Syarat pencalonan dari partai politik dalam Pilkada harus melalui dukungan
kursi di DPR 20% tentu menguntungkan partai besar dan merugikan partai kecil. Partai
kecil tidak bisa mengusung calon kepala daerah dalam Pilkada dan tidak jarang pula
partai besar justru “menjual” potensi kursi di DPR kepada non-kader partainya melalui
“mahar politik” dengan keuntungan yang lebih fantastik ketimbang mengusung dari
kader partai sendiri. Hal yang seperti inilah yang mematikan “bisa” rekrutmen politik.
Sosok popularitas dan finansial prioritas menggeser esensi rekrutmen politik, terutama
di tubuh partai politik yang kemudian pada akhinrya partai politik melengserkan sendi-
sendi demokrasi melalui gagalnya rekrutmen politik.
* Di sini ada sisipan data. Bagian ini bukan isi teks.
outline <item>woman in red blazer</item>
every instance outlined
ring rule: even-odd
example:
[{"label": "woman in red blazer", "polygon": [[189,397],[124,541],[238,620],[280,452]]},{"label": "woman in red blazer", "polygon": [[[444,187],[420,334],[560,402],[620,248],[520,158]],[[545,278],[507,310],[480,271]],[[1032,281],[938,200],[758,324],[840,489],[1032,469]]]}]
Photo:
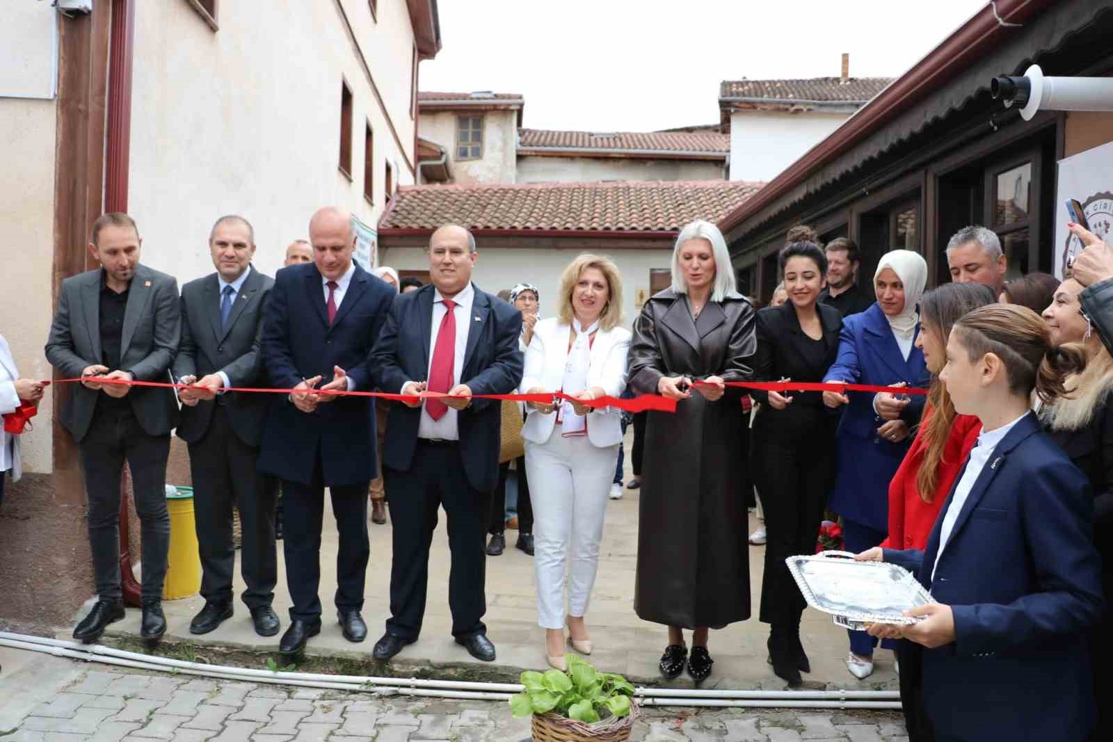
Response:
[{"label": "woman in red blazer", "polygon": [[[924,362],[932,372],[927,405],[912,448],[889,483],[889,535],[883,548],[925,548],[951,487],[971,448],[982,432],[982,421],[973,415],[958,415],[951,403],[938,374],[946,365],[947,338],[959,317],[972,309],[993,304],[993,290],[982,284],[944,284],[924,294],[919,304],[920,332],[916,346],[924,352]],[[899,409],[892,395],[878,395],[874,407],[883,416]],[[919,683],[922,654],[918,644],[900,641],[896,653],[904,662],[900,675],[900,701],[910,742],[934,740],[930,722],[919,702],[914,684]]]}]

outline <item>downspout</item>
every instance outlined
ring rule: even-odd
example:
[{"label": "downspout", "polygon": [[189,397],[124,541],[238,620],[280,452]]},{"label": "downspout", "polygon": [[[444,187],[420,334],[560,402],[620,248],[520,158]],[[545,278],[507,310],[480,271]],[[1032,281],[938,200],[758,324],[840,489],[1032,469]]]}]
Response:
[{"label": "downspout", "polygon": [[[131,69],[135,56],[135,0],[112,0],[108,47],[108,129],[105,155],[105,211],[128,210],[131,150]],[[141,605],[141,587],[131,571],[128,518],[128,472],[120,478],[120,576],[124,602]]]}]

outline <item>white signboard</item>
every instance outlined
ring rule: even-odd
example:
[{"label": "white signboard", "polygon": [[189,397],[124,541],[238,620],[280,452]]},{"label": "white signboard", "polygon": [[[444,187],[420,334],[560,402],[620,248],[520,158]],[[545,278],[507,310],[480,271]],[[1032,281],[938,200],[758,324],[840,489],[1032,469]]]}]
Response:
[{"label": "white signboard", "polygon": [[39,0],[4,0],[0,22],[0,98],[58,92],[58,12]]},{"label": "white signboard", "polygon": [[1058,200],[1055,202],[1055,275],[1063,277],[1068,258],[1082,249],[1066,222],[1070,198],[1082,204],[1090,229],[1113,243],[1113,142],[1087,149],[1058,162]]}]

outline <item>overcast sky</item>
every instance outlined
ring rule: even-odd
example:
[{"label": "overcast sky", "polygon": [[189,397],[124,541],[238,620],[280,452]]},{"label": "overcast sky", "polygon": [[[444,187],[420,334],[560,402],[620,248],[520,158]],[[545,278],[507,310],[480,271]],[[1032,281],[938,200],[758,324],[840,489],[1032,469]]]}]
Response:
[{"label": "overcast sky", "polygon": [[421,89],[525,96],[528,128],[653,131],[719,120],[721,80],[898,77],[981,0],[439,0]]}]

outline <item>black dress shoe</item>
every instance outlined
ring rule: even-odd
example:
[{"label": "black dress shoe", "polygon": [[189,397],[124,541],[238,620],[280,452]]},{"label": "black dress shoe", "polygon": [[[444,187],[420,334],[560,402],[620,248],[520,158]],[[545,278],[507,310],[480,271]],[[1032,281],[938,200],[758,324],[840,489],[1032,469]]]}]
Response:
[{"label": "black dress shoe", "polygon": [[406,644],[413,644],[413,641],[402,639],[397,634],[386,632],[377,642],[375,642],[375,649],[372,651],[372,655],[376,660],[390,660],[395,654],[401,652],[402,647]]},{"label": "black dress shoe", "polygon": [[316,636],[319,633],[319,621],[314,621],[313,623],[307,621],[292,621],[289,629],[286,630],[286,633],[282,635],[282,641],[278,642],[278,651],[283,654],[297,654],[305,649],[305,643],[309,641],[311,636]]},{"label": "black dress shoe", "polygon": [[189,622],[190,634],[207,634],[232,617],[232,601],[206,601],[201,612]]},{"label": "black dress shoe", "polygon": [[475,634],[467,639],[456,637],[456,644],[462,644],[467,649],[467,653],[476,660],[483,662],[494,662],[494,644],[485,634]]},{"label": "black dress shoe", "polygon": [[367,639],[367,624],[358,611],[341,611],[336,614],[341,622],[341,631],[344,639],[349,642],[362,642]]},{"label": "black dress shoe", "polygon": [[278,614],[269,605],[252,609],[252,622],[255,624],[255,633],[259,636],[274,636],[282,627]]},{"label": "black dress shoe", "polygon": [[125,616],[124,601],[97,601],[89,615],[73,630],[73,639],[91,644],[105,633],[105,627]]},{"label": "black dress shoe", "polygon": [[669,644],[664,647],[664,654],[658,663],[658,669],[666,680],[672,680],[684,671],[684,661],[688,659],[688,647],[683,644]]},{"label": "black dress shoe", "polygon": [[166,633],[166,614],[162,604],[151,601],[142,604],[142,620],[139,622],[139,635],[148,642],[157,642]]}]

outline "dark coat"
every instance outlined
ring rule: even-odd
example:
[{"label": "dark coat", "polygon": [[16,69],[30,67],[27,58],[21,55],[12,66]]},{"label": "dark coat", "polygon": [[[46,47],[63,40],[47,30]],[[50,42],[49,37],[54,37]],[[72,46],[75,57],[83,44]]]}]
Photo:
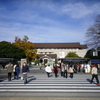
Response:
[{"label": "dark coat", "polygon": [[19,66],[16,66],[16,67],[15,67],[15,72],[16,72],[16,73],[20,73],[20,67],[19,67]]},{"label": "dark coat", "polygon": [[12,73],[13,72],[13,65],[7,65],[7,72]]},{"label": "dark coat", "polygon": [[22,73],[26,73],[26,72],[29,72],[29,67],[27,65],[22,66]]}]

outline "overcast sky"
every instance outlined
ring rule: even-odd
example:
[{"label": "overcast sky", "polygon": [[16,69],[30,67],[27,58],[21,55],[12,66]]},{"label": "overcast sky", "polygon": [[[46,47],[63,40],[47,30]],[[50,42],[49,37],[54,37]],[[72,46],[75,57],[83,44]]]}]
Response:
[{"label": "overcast sky", "polygon": [[84,44],[100,0],[0,0],[0,42]]}]

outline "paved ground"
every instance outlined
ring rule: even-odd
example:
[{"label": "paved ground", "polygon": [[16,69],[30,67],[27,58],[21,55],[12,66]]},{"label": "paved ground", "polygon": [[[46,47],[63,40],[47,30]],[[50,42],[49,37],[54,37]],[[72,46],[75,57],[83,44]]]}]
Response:
[{"label": "paved ground", "polygon": [[[35,77],[37,77],[37,79],[47,78],[46,73],[43,70],[40,71],[39,68],[37,69],[32,68],[30,75],[34,75]],[[78,73],[75,74],[75,77],[81,80],[81,78],[83,77],[91,78],[91,74]],[[54,79],[54,77],[51,78]],[[4,79],[5,80],[7,79],[6,70],[2,70],[2,73],[0,74],[0,80],[2,81]],[[60,79],[60,77],[58,79]],[[99,76],[99,80],[100,80],[100,76]],[[100,100],[100,93],[99,92],[98,93],[46,93],[46,92],[45,93],[41,93],[41,92],[40,93],[35,93],[35,92],[34,93],[32,92],[27,92],[27,93],[3,92],[2,93],[0,92],[0,100]]]},{"label": "paved ground", "polygon": [[0,98],[0,100],[100,100],[100,98]]}]

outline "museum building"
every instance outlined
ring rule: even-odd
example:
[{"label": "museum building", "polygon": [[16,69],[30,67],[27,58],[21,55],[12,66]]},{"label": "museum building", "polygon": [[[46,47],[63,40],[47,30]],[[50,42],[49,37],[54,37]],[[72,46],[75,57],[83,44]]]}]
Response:
[{"label": "museum building", "polygon": [[80,43],[34,43],[38,58],[65,58],[69,52],[76,52],[80,57],[86,54],[87,46]]}]

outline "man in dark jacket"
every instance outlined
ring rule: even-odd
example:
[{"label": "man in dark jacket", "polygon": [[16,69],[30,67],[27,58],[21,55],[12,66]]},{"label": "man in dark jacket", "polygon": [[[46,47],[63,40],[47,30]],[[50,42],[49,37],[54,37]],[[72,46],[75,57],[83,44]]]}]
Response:
[{"label": "man in dark jacket", "polygon": [[26,65],[26,62],[24,62],[23,66],[22,66],[22,74],[23,74],[23,78],[24,78],[24,84],[27,83],[27,73],[29,72],[29,67]]},{"label": "man in dark jacket", "polygon": [[13,72],[13,65],[11,63],[7,65],[7,72],[8,72],[8,81],[11,81],[12,72]]}]

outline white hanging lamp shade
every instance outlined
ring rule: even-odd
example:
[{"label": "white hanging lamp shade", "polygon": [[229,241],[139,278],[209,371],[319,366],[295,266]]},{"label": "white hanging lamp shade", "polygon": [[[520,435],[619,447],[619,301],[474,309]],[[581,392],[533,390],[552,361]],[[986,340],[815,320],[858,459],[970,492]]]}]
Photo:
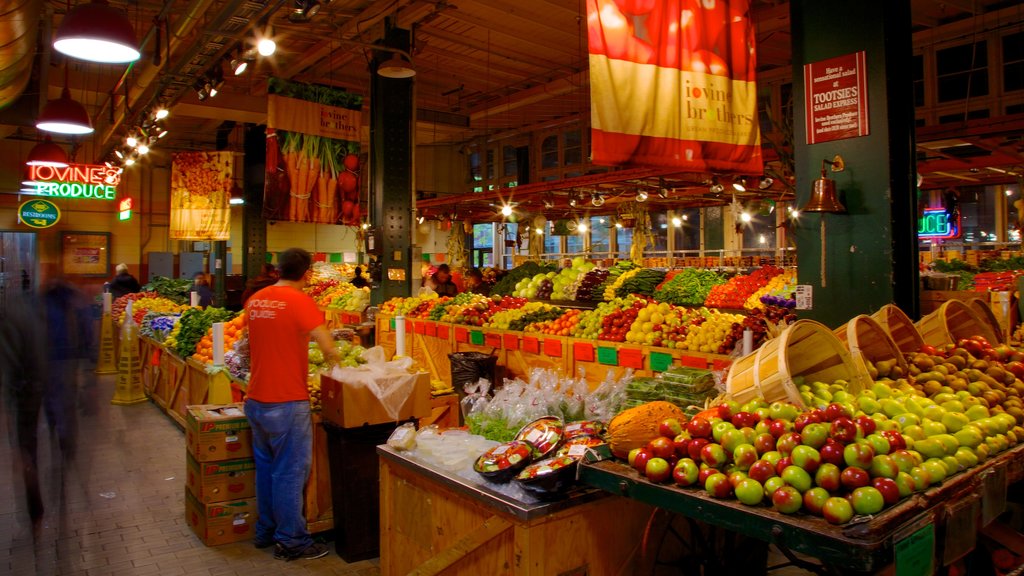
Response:
[{"label": "white hanging lamp shade", "polygon": [[128,15],[106,0],[72,8],[60,22],[53,48],[74,58],[105,64],[131,63],[141,56]]},{"label": "white hanging lamp shade", "polygon": [[71,90],[65,86],[60,97],[49,100],[36,121],[36,128],[58,134],[91,134],[92,121],[81,102],[71,97]]}]

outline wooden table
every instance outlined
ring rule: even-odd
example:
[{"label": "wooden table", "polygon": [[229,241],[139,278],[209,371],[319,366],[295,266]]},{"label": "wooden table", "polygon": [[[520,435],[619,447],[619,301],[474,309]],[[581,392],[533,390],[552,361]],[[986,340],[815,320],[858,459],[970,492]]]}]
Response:
[{"label": "wooden table", "polygon": [[380,455],[381,574],[632,574],[653,508],[594,490],[522,502],[387,446]]}]

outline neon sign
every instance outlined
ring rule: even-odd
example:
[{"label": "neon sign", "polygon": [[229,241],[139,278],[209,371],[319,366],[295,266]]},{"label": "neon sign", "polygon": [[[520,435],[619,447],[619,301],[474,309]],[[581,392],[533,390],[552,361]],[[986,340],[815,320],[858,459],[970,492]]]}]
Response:
[{"label": "neon sign", "polygon": [[946,214],[945,208],[929,208],[918,220],[918,238],[948,240],[961,235],[959,212],[953,216]]},{"label": "neon sign", "polygon": [[119,183],[121,168],[93,164],[29,166],[25,182],[38,196],[93,200],[116,200]]}]

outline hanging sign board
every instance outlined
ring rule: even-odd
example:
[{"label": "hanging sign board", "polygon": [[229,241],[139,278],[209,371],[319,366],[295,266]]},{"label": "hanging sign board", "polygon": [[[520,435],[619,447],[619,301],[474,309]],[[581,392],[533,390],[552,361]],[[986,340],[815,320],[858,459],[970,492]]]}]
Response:
[{"label": "hanging sign board", "polygon": [[34,199],[17,207],[22,223],[36,229],[50,228],[60,221],[60,208],[49,200]]},{"label": "hanging sign board", "polygon": [[807,143],[866,136],[867,61],[863,50],[804,65]]},{"label": "hanging sign board", "polygon": [[120,183],[121,168],[93,164],[29,166],[25,181],[37,196],[86,200],[115,200]]},{"label": "hanging sign board", "polygon": [[930,208],[918,219],[918,238],[929,240],[948,240],[959,238],[961,215],[957,211],[952,216],[945,208]]}]

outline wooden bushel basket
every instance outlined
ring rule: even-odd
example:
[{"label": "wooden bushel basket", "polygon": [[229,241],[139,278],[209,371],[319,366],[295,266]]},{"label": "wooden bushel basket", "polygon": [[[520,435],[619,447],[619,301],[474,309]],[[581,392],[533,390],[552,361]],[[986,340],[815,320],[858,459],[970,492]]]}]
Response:
[{"label": "wooden bushel basket", "polygon": [[941,346],[961,338],[984,336],[989,342],[999,341],[992,329],[971,306],[961,300],[948,300],[915,325],[926,343]]},{"label": "wooden bushel basket", "polygon": [[995,313],[992,312],[992,306],[989,305],[988,301],[981,298],[971,298],[967,301],[967,305],[971,306],[971,310],[978,315],[978,318],[995,333],[995,340],[989,340],[988,343],[993,346],[995,344],[1007,343],[1007,339],[1002,336],[1002,327],[999,326],[999,320],[995,318]]},{"label": "wooden bushel basket", "polygon": [[787,400],[803,407],[794,382],[798,377],[808,382],[846,380],[853,394],[862,390],[869,380],[866,370],[858,368],[827,326],[798,320],[777,338],[733,362],[726,390],[739,403],[762,397],[768,402]]},{"label": "wooden bushel basket", "polygon": [[858,368],[867,372],[867,363],[896,361],[903,374],[907,373],[906,359],[892,336],[881,324],[867,315],[856,316],[834,332],[846,344]]},{"label": "wooden bushel basket", "polygon": [[901,353],[914,353],[925,345],[925,339],[921,337],[921,332],[910,317],[895,304],[882,306],[879,312],[871,315],[871,319],[889,333]]}]

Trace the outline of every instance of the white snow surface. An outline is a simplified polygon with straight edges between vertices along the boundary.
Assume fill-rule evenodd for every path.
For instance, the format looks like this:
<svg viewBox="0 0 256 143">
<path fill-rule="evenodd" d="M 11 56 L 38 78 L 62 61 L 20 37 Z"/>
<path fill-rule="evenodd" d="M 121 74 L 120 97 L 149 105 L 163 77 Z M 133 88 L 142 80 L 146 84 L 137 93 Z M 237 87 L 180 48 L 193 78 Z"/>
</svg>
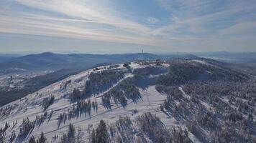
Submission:
<svg viewBox="0 0 256 143">
<path fill-rule="evenodd" d="M 152 66 L 152 65 L 147 65 Z M 163 64 L 163 66 L 168 66 L 168 64 Z M 137 68 L 142 68 L 147 66 L 142 66 L 135 63 L 132 63 L 130 67 L 132 69 Z M 103 66 L 101 66 L 102 68 Z M 101 69 L 101 67 L 99 67 Z M 103 68 L 102 68 L 103 69 Z M 101 69 L 101 70 L 104 70 Z M 122 64 L 120 64 L 116 69 L 125 70 L 127 68 L 123 67 Z M 151 113 L 156 114 L 157 117 L 160 117 L 161 121 L 165 124 L 165 126 L 169 128 L 175 125 L 178 124 L 178 122 L 173 117 L 168 117 L 165 114 L 160 110 L 160 104 L 163 102 L 166 99 L 166 95 L 160 94 L 156 91 L 155 86 L 150 86 L 145 89 L 139 89 L 140 92 L 142 94 L 142 99 L 140 99 L 137 103 L 134 103 L 132 101 L 128 101 L 128 105 L 123 108 L 121 105 L 117 105 L 113 103 L 111 104 L 111 110 L 107 110 L 101 104 L 101 99 L 97 98 L 102 96 L 102 94 L 99 94 L 95 96 L 91 96 L 89 98 L 91 101 L 96 101 L 98 102 L 98 112 L 91 112 L 91 117 L 88 116 L 85 117 L 82 114 L 81 117 L 78 118 L 73 118 L 70 121 L 67 120 L 65 124 L 61 124 L 60 127 L 58 125 L 58 118 L 60 114 L 63 112 L 68 112 L 69 109 L 72 109 L 73 107 L 73 104 L 70 103 L 70 100 L 68 95 L 73 92 L 74 88 L 78 88 L 82 89 L 84 88 L 86 81 L 88 80 L 88 77 L 91 72 L 98 72 L 99 71 L 94 72 L 93 69 L 89 69 L 77 74 L 76 75 L 70 76 L 62 81 L 54 83 L 49 85 L 33 94 L 28 94 L 25 97 L 20 99 L 14 101 L 9 103 L 2 108 L 6 108 L 12 107 L 11 112 L 0 119 L 0 126 L 4 127 L 6 122 L 10 124 L 10 127 L 6 130 L 6 142 L 9 139 L 9 136 L 13 131 L 16 132 L 16 137 L 17 137 L 19 132 L 19 127 L 22 123 L 23 119 L 29 117 L 30 121 L 33 121 L 37 115 L 41 115 L 44 113 L 42 109 L 41 103 L 42 100 L 50 97 L 50 95 L 54 96 L 55 101 L 53 104 L 50 105 L 47 112 L 53 111 L 53 114 L 50 119 L 45 119 L 45 121 L 40 126 L 35 126 L 35 129 L 29 134 L 23 142 L 27 142 L 29 137 L 33 135 L 35 138 L 37 138 L 41 132 L 43 132 L 46 137 L 47 138 L 47 142 L 51 142 L 52 137 L 58 135 L 58 140 L 60 141 L 60 137 L 64 132 L 67 132 L 68 128 L 69 122 L 72 123 L 74 127 L 78 129 L 81 127 L 84 132 L 84 136 L 83 139 L 88 142 L 89 134 L 86 132 L 88 129 L 88 124 L 93 124 L 95 127 L 99 124 L 101 119 L 104 119 L 106 122 L 112 122 L 115 120 L 119 119 L 119 117 L 130 116 L 132 118 L 137 116 L 138 114 L 143 114 L 145 112 L 150 112 Z M 126 74 L 124 79 L 132 77 L 132 74 Z M 119 82 L 120 82 L 121 79 Z M 71 83 L 69 84 L 65 89 L 62 89 L 61 85 L 67 81 L 71 80 Z M 118 83 L 119 83 L 118 82 Z M 118 84 L 118 83 L 113 85 L 113 87 Z M 111 87 L 112 88 L 112 87 Z M 107 91 L 109 91 L 109 89 Z M 182 88 L 180 89 L 182 90 Z M 107 92 L 105 91 L 104 92 Z M 184 94 L 184 96 L 186 94 Z M 134 109 L 138 110 L 138 114 L 133 114 L 132 111 Z M 13 122 L 17 120 L 17 124 L 14 127 L 12 126 Z"/>
</svg>

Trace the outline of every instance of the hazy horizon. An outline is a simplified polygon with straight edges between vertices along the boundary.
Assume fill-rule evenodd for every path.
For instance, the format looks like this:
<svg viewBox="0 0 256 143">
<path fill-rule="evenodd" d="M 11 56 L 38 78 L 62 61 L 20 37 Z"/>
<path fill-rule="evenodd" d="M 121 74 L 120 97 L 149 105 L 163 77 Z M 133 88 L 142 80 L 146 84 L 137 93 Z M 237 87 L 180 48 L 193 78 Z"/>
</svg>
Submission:
<svg viewBox="0 0 256 143">
<path fill-rule="evenodd" d="M 256 51 L 246 1 L 0 1 L 0 51 Z"/>
</svg>

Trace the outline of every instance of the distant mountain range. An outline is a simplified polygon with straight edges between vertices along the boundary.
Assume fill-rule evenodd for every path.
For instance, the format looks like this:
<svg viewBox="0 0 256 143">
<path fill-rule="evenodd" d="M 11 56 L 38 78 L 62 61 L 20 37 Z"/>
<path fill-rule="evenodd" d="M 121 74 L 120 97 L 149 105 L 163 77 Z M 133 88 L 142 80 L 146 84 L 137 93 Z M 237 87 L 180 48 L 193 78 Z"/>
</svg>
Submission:
<svg viewBox="0 0 256 143">
<path fill-rule="evenodd" d="M 22 69 L 25 70 L 59 70 L 85 69 L 101 63 L 122 63 L 142 57 L 141 54 L 59 54 L 50 52 L 29 54 L 19 57 L 0 56 L 0 70 Z M 145 59 L 156 59 L 161 56 L 145 53 Z"/>
</svg>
Dengan demikian tentulah gagasan akar rumput diperlukan untuk
membumihanguskan potensi penghambat rekrutmen politik. Dalam hal ini Undang-
undang Pilkada harus direvisi. Korelasi penghambat cita-cita demokrasi substansial
dengan undang-undang Pilkada adalah pada syaart pencalonan, terutama syarat
kriteria minimal 20% dukungan kursi di DPR bagi calon dari partai politik. Karena
dengan Undang-undang tersebutlah yang meminimalisasi calon yanng muncul dalam
Pilkada dan menjadialasan partai politik “menjual” potensi kursi di DPR kepada calon
non-kader partai dengan mekanisme “mahar politik” yang lumrah terjadi. Sehingga
kemudian rekrutmen politik ddengan diskontinuitasnya menutup “kran” demokasi
substansial yang dicita-citakan bangsa Indonesia.